As the Human Genome Project participants prepare to submit their paper on the completed human genome for publication, one member, the University of California, Santa Cruz, has been working diligently to incorporate information into its assembly of the genome.
So far, this assembly, known internally as Golden Path, is one of two publicly available. The US National Center for Biotechnology Information just placed its assembly on-line last week.
Since the working draft of the human genome was completed in June, UCSC has been updating and re-assembling the public version with more data and more types of data, such as SNPs, as well as refining the assembly software, said David Haussler, a professor of computer science at Santa Cruz who is directing the assembly component of the Human Genome Project.
“The addition of the SNPs has happened in the last month. And there are many new tracks on the browser,” said Haussler. The tracks offer different information sources on the browser, which was designed by Jim Kent, a graduate student in biology at the university. Kent also developed the GigAssembly software that the Santa Cruz group used to assemble the genome. The assembly can be found at http://genome.ucsc.edu/.
Besides being added to the database, SNP data from the SNP Consortium have been used to improve the working draft and to add more detail. The genome project and the SNP Consortium, a group of prominent pharmaceutical and technology companies, announced in July that they would collaborate to upgrade the draft and also speed the generation of a higher-density SNP map.
The next data to be added to the assembly are cytogenetic and radiation hybrid maps, said Haussler.
In addition to SNPs, the browser also displays human sequence information, chromosome bands, ESTs, pufferfish sequence information, and gene prediction data.
The UCSC group plans to include gene predictions from the European Bioinformatics Institute, Massachusetts Institute of Technology, and the US National Center for Biotechnology Information. For now, the browser shows gene prediction information from Neomorphic’s Genie.

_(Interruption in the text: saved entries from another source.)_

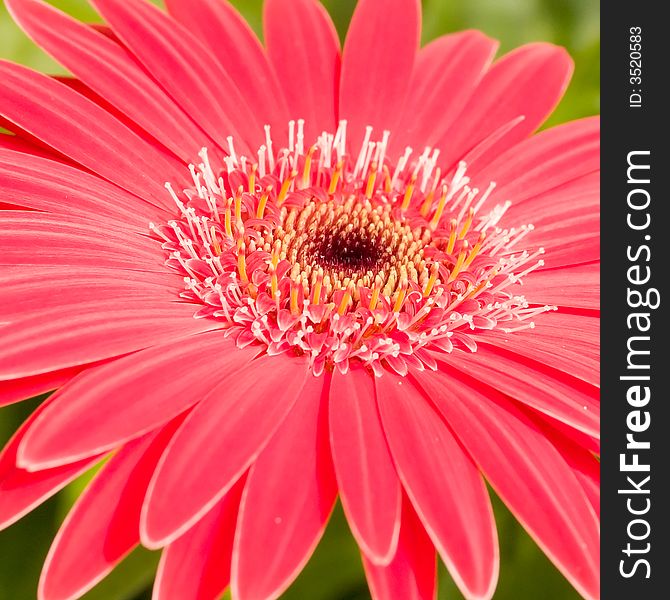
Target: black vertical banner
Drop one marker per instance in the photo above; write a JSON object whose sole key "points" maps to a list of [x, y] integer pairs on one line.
{"points": [[635, 258]]}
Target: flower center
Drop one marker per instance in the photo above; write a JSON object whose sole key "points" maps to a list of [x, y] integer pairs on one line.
{"points": [[311, 252]]}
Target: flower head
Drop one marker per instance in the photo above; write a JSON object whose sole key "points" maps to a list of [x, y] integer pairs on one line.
{"points": [[260, 278]]}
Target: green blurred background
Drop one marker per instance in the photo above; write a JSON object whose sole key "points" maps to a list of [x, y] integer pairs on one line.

Neomorphic, now part of Affymetrix, commercialized Genie based on a prototype that was developed at the university, said Haussler.
About one year ago, in the early days of the Santa Cruz effort, Neomorphic helped with design and analysis and developed software tools, including some for the synthetic chromosome 22 data that UCSC used to test its methods, said David Kulp, an Affymetrix vice president, who was formerly vice president of bioinformatics at Neomorphic.
Because GigAssembler is continually being updated and is therefore not finished yet, there are no immediate plans to distribute it – commercially or otherwise. Kent wrote the initial assembly software in four weeks and has been modifying it weekly.
Haussler expects the traffic on the Santa Cruz website, which receives some 10,000 information requests each day, to increase once the paper on the genome is published. Haussler did not know when the paper would be submitted or published but he expects the public effort’s paper to be published at the same time Celera Genomics’ paper is.
Celera announced last week that it had submitted its manuscript on the human genome to Science and expects the paper to be published in the first quarter of 2001.
The university has a Linux-based 100 PC processor farm that it has used to assemble the genome. Only four of those machines are used to handle the Web requests, so more power is available if needed. Haussler’s research group began using Linux about a year ago, when its involvement in the assembly effort began.
Kent said that he got involved in the assembly work because it needed to be done to enable him to do his research on alternative splicing. At this point, he would be happy if NCBI could take over.
“They [NCBI] very much want the job,” he said.
A Sanger Centre group will judge the Santa Cruz and NCBI assemblies to determine their respective merits. More tools will have to be developed just to evaluate the two assemblies. Beyond that, Kent said he is curious to see how the public efforts will match up against those of Celera. “Once the tools for comparing the two assemblies are in place, I’m hoping we’ll be able to apply them to Celera’s [assembly] to get a more or less objective and a more or less thorough answer to these questions,” Kent said.
Haussler said that Eric Lander, director of the Genome Center at MIT’s Whitehead Institute, invited him and his group to participate in a coordinated bioinformatics effort to assemble the human genome.
“We needed to scramble to increase the bioinformatics component of the Human Genome Project in order to put it all together in a short frame of time – shorter than it had originally been planned. So we stepped in and helped out in that way along with NCBI and EBI,” said Haussler.
Haussler’s group received data and assistance from NCBI and EBI.
Haussler said he welcomes other assemblies and other views of the data because they will help science advance more quickly, especially since uncertainties about the data and the annotation still exist. Having only one view “would not only stifle creativity but we would be casting in concrete something that is really only a fleeting glance, a temporary way station on our way towards a complete understanding of the genome,” he said, noting that there is much more to be done.
“To make the key advances that we want to make from the human genome, it’s essential that we use all of our bioinformatics capabilities to really dig deeply into the data. We’ve only scratched the surface here. There hasn’t been time for the more detailed algorithms and analyses to be run over this dataset,” said Haussler.
Haussler’s group has not received major funding for its work on the genome project in part because it joined near the end and didn’t have enough time to go through traditional grant process, said Haussler. The group has received some funding from the National Institutes of Health, the Department of Energy, the Packard Foundation, and the Sloan Foundation. He hopes to get more funding soon.